When she spots them in camp photos posted online, the content analysis begins: is her son by himself or in a group? Does her daughter look happy or sad? Who braided her hair? And what’s that bandage around his ankle? Says Rosen: “I totally am stalking my kids.”
Summertime’s rite of passage — sleepaway camp — looks very different than it did a generation ago. No longer are children’s weeks away marked by subdued parental longing and the occasional piece of snail mail.

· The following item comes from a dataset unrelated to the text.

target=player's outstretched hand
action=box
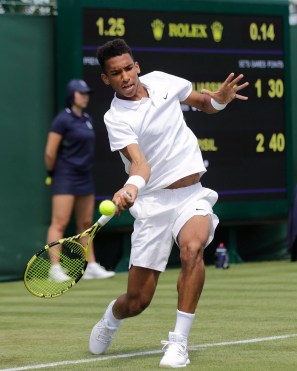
[201,72,249,104]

Camp used to be a place kids went to learn self-reliance and discover themselves away from the watchful eyes of mom and dad, but now technology is allowing parents to keep tabs on their kids even from afar.
In a nod to helicopter parents’ inability to cut the cord, overnight summer camps are hiring staffers to take pictures of campers and post them on their websites or on their Facebook pages, or on the website of Bunk1, a service that hosts camp photos, facilitates emails between campers and their parents and exists solely to allay — or feed — parental anxiety.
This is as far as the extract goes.